Using Hudi with AWS Glue for Cloud Based Data Lakes

Modern data platforms demand scalable, real-time, and cost-effective solutions for ingesting and managing large datasets. Apache Hudi and AWS Glue form a powerful combination to build cloud-native data lakes that support incremental processing, time-travel, and low-latency queries on Amazon S3.

This blog explains how to use Hudi with AWS Glue, covering architecture, configuration, data ingestion pipelines, and integration with the AWS Glue Data Catalog to power cloud-based lakehouse solutions.

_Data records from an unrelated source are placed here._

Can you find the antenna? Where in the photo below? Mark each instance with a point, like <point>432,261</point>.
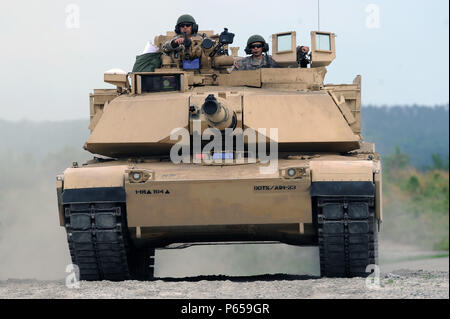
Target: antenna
<point>318,15</point>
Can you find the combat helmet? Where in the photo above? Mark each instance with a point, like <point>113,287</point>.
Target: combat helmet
<point>186,18</point>
<point>256,38</point>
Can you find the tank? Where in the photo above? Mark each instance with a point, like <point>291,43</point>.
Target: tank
<point>194,152</point>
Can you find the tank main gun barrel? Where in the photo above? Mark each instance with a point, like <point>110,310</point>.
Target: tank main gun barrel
<point>217,113</point>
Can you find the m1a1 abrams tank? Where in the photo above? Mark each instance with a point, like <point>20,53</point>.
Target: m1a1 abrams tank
<point>194,153</point>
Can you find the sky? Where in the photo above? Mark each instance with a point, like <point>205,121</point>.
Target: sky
<point>54,53</point>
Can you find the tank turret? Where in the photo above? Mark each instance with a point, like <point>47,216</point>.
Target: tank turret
<point>166,179</point>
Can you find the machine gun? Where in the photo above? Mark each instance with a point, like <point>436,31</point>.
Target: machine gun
<point>225,38</point>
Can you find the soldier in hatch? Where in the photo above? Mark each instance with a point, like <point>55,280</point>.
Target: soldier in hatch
<point>185,25</point>
<point>258,48</point>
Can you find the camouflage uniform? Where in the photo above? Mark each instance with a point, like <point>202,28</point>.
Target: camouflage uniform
<point>168,48</point>
<point>250,63</point>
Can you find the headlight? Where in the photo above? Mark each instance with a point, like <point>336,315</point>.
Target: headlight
<point>139,176</point>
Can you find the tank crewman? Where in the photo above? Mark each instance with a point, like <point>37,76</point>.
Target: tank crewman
<point>257,47</point>
<point>185,24</point>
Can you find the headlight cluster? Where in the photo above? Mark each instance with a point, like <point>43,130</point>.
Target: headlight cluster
<point>293,172</point>
<point>139,176</point>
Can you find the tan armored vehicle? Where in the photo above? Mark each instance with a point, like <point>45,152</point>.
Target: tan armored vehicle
<point>195,153</point>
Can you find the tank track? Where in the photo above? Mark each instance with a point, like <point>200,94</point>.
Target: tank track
<point>348,236</point>
<point>99,245</point>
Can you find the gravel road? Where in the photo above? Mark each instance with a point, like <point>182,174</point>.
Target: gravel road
<point>404,274</point>
<point>400,284</point>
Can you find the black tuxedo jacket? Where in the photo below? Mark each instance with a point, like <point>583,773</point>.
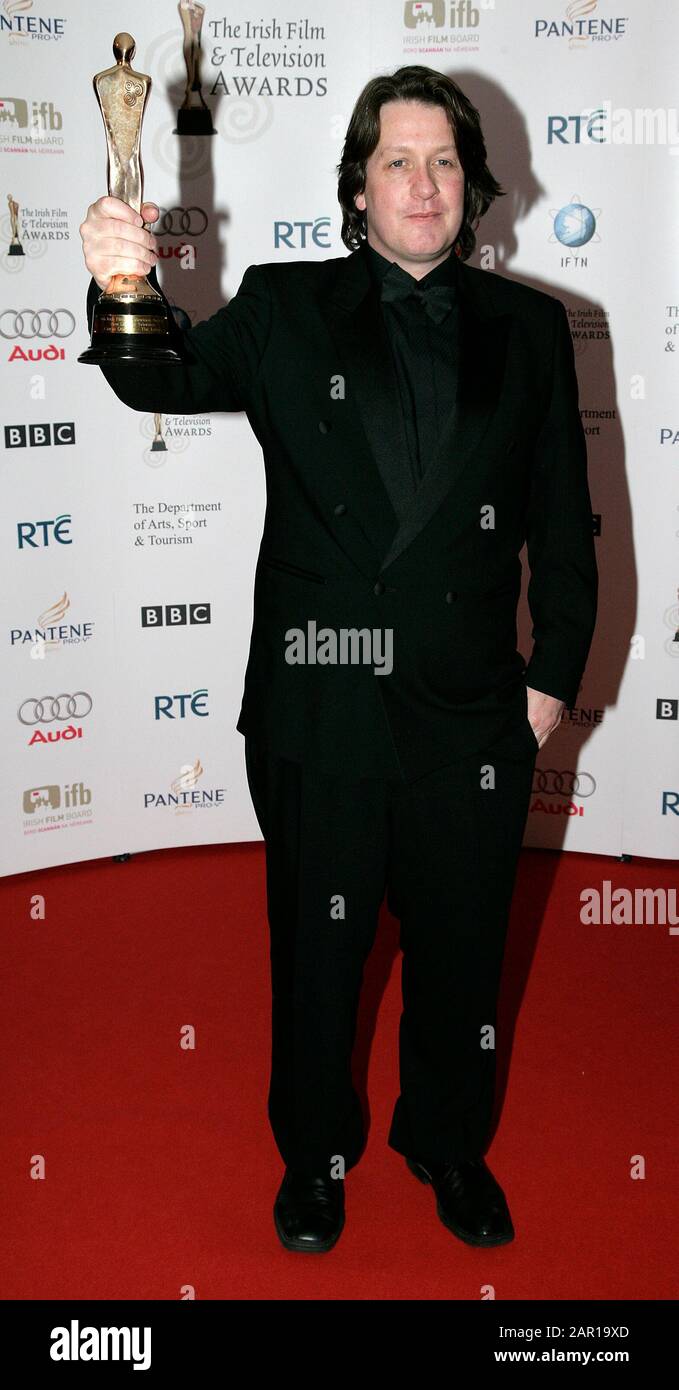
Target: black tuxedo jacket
<point>304,350</point>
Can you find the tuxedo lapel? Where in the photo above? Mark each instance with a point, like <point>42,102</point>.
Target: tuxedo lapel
<point>355,323</point>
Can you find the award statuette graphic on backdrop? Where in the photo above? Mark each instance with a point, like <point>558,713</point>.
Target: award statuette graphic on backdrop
<point>131,321</point>
<point>16,248</point>
<point>194,116</point>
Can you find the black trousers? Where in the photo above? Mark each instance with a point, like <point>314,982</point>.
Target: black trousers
<point>445,849</point>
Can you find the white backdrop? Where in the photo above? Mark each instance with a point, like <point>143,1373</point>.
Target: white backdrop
<point>576,107</point>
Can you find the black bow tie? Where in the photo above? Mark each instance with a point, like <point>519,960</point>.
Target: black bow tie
<point>436,299</point>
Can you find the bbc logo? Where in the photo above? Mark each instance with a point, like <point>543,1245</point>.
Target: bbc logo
<point>174,615</point>
<point>35,437</point>
<point>667,708</point>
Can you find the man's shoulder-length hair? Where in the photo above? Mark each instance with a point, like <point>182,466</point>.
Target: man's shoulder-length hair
<point>415,84</point>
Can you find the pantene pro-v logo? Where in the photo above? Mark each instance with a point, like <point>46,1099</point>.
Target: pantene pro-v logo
<point>78,1343</point>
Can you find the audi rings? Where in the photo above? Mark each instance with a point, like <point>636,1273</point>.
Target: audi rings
<point>181,221</point>
<point>554,783</point>
<point>50,708</point>
<point>36,323</point>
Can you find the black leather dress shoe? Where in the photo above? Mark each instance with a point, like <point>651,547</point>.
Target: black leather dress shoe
<point>469,1200</point>
<point>309,1212</point>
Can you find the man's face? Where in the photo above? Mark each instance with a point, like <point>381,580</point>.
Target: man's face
<point>415,186</point>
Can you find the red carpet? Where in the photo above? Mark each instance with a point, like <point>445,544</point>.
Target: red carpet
<point>160,1166</point>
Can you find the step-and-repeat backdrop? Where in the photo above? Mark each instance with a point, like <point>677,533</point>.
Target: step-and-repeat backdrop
<point>128,541</point>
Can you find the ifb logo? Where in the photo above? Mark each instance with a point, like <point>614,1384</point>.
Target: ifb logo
<point>196,704</point>
<point>294,234</point>
<point>57,528</point>
<point>432,13</point>
<point>14,114</point>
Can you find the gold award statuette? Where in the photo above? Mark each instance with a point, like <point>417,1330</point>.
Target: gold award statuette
<point>16,248</point>
<point>131,321</point>
<point>194,116</point>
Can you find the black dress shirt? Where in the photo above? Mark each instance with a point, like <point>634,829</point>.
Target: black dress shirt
<point>425,357</point>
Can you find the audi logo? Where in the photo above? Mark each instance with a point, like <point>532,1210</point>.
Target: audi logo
<point>36,323</point>
<point>564,784</point>
<point>50,708</point>
<point>182,221</point>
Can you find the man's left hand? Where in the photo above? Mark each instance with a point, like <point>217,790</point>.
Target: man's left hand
<point>544,713</point>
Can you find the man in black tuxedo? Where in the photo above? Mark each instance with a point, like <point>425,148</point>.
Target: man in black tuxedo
<point>419,421</point>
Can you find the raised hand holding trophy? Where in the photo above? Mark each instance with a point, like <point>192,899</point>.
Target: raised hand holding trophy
<point>131,320</point>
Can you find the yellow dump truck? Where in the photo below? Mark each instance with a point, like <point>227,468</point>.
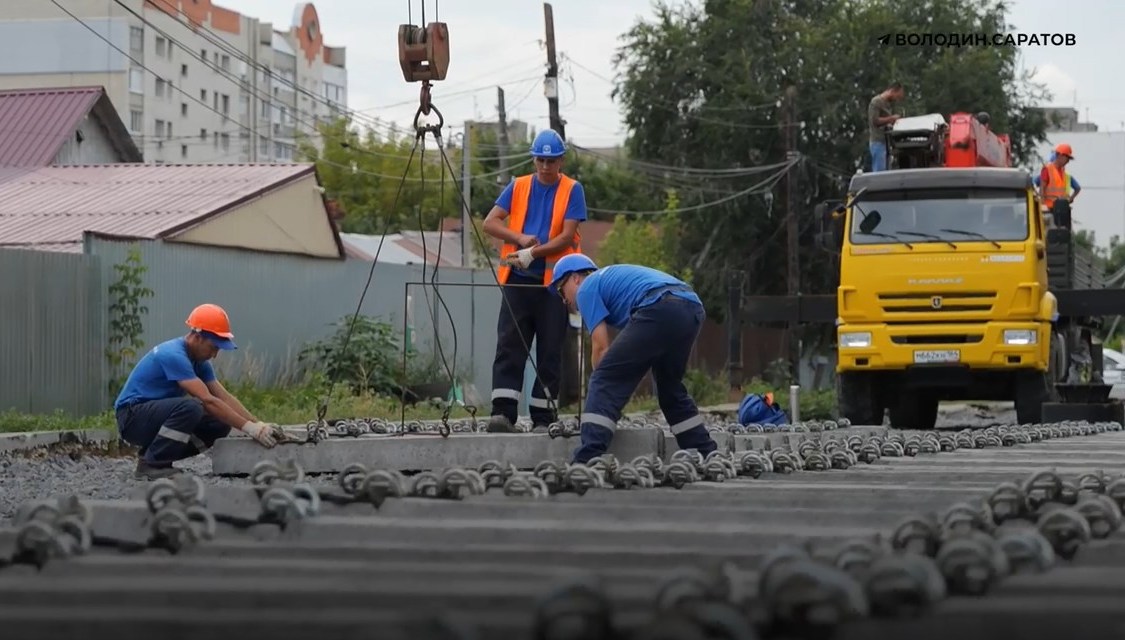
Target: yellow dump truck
<point>944,295</point>
<point>952,287</point>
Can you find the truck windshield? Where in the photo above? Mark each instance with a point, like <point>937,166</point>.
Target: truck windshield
<point>941,216</point>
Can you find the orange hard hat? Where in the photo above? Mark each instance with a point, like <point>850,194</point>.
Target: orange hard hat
<point>214,321</point>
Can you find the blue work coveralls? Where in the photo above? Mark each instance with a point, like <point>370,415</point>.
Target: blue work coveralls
<point>659,317</point>
<point>156,415</point>
<point>532,313</point>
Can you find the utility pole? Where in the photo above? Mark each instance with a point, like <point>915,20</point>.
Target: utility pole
<point>793,279</point>
<point>551,82</point>
<point>503,134</point>
<point>573,369</point>
<point>467,196</point>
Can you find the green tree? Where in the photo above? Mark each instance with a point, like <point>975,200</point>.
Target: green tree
<point>702,88</point>
<point>647,241</point>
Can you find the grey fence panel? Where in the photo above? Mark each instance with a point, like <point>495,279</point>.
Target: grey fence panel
<point>52,333</point>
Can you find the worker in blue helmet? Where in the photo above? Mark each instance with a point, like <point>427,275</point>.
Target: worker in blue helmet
<point>537,219</point>
<point>659,317</point>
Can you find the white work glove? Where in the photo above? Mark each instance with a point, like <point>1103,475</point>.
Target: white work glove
<point>261,432</point>
<point>521,259</point>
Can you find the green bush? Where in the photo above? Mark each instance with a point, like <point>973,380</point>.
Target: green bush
<point>365,362</point>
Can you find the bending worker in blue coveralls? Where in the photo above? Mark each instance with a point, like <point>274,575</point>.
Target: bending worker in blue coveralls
<point>659,317</point>
<point>172,407</point>
<point>542,212</point>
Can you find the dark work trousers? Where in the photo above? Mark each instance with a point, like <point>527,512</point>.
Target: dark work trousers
<point>533,313</point>
<point>658,336</point>
<point>169,430</point>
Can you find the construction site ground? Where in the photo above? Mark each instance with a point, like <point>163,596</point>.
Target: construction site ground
<point>975,529</point>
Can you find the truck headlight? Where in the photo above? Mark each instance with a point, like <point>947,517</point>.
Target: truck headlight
<point>1019,336</point>
<point>855,340</point>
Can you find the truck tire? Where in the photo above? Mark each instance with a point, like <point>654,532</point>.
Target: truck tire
<point>1033,388</point>
<point>857,399</point>
<point>915,411</point>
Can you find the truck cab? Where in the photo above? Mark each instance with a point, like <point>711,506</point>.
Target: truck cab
<point>943,295</point>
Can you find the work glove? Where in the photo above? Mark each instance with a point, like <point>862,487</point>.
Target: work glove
<point>261,432</point>
<point>521,259</point>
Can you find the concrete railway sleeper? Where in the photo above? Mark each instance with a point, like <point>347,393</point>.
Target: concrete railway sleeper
<point>1009,540</point>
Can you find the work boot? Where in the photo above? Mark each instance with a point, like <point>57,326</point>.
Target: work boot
<point>146,471</point>
<point>501,424</point>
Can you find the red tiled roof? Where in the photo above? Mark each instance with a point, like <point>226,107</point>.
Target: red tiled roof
<point>36,123</point>
<point>55,205</point>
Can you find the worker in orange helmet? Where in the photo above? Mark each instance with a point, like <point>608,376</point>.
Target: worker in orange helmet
<point>1054,182</point>
<point>172,406</point>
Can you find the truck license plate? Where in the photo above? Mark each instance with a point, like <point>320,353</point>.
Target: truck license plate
<point>932,357</point>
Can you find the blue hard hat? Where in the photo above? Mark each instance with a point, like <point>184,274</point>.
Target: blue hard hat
<point>568,264</point>
<point>548,144</point>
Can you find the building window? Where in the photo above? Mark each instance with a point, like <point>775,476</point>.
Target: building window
<point>136,81</point>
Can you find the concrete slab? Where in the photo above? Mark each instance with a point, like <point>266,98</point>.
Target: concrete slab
<point>237,456</point>
<point>26,440</point>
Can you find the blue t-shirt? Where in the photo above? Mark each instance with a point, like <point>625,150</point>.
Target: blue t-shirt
<point>156,376</point>
<point>611,294</point>
<point>540,207</point>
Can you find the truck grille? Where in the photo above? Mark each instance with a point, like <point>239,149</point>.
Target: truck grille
<point>937,302</point>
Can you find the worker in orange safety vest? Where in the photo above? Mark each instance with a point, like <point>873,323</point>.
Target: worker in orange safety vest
<point>1054,182</point>
<point>537,217</point>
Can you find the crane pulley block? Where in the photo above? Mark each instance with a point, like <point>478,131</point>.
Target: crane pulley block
<point>423,53</point>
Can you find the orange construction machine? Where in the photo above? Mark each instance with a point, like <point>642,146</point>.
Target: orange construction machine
<point>965,141</point>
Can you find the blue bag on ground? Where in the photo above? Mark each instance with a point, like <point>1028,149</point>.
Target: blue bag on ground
<point>757,408</point>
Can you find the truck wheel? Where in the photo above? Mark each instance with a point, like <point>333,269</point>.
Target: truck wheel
<point>915,411</point>
<point>1033,388</point>
<point>857,399</point>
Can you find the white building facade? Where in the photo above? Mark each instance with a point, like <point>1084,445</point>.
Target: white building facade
<point>204,84</point>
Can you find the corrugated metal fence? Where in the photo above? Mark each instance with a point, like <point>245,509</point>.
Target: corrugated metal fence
<point>54,308</point>
<point>52,328</point>
<point>54,315</point>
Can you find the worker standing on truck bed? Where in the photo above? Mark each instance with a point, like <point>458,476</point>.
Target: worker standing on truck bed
<point>1054,182</point>
<point>880,119</point>
<point>172,406</point>
<point>543,210</point>
<point>659,317</point>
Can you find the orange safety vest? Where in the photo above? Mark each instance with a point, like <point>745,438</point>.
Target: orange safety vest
<point>521,195</point>
<point>1058,185</point>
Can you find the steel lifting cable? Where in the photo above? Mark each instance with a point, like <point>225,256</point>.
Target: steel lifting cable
<point>425,106</point>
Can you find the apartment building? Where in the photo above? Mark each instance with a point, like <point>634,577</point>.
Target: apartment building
<point>204,84</point>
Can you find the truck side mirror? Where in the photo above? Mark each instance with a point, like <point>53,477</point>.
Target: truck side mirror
<point>829,224</point>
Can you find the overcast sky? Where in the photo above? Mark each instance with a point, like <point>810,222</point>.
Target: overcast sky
<point>502,45</point>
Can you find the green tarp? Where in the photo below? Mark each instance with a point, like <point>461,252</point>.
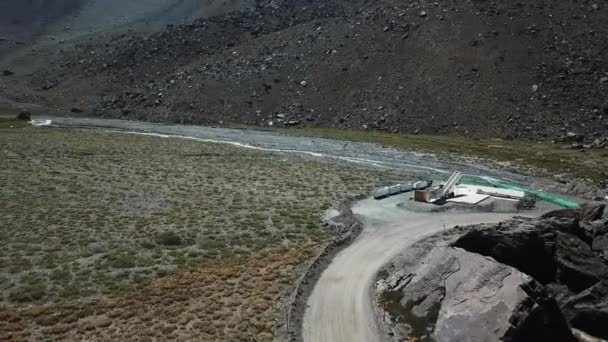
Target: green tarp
<point>491,182</point>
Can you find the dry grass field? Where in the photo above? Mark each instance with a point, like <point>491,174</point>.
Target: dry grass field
<point>128,237</point>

Why Use Hudi with AWS Glue?

Apache Hudi adds transactional capabilities to S3 by enabling:

Upserts and deletes on immutable storage
Data versioning and time-travel queries
Efficient incremental data ingestion
Built-in compaction and clustering

AWS Glue provides:

Serverless Spark-based ETL jobs
Native integration with the AWS Glue Data Catalog
Orchestration using Workflows and Triggers
Access to Amazon S3, Athena, and Redshift Spectrum

Together, they enable real-time, governed, and scalable data lake pipelines.

Architecture Overview

The Hudi-on-AWS-Glue architecture consists of:

Amazon S3 as the data lake storage layer
AWS Glue Jobs running Apache Spark with Hudi libraries
Glue Data Catalog as the Hive Metastore
Athena, EMR, or Redshift Spectrum for querying Hudi tables

[Data Ingestion] → [Glue ETL Job w/ Hudi] → [Hudi Table on S3]  
↘  
[Glue Data Catalog]  
↘  
[Athena / EMR / Redshift]  

Setting Up Hudi on AWS Glue

Use Glue 3.0 or later, which supports Apache Spark 3.x and dynamic frame conversion.
Add Hudi dependencies in Glue Job:

Under “Job Parameters” (Glue Studio or Console):

--additional-python-modules  
org.apache.hudi:hudi-spark3-bundle_2.12:0.14.0  

Alternatively, attach a custom Hudi Spark bundle JAR from an S3 path.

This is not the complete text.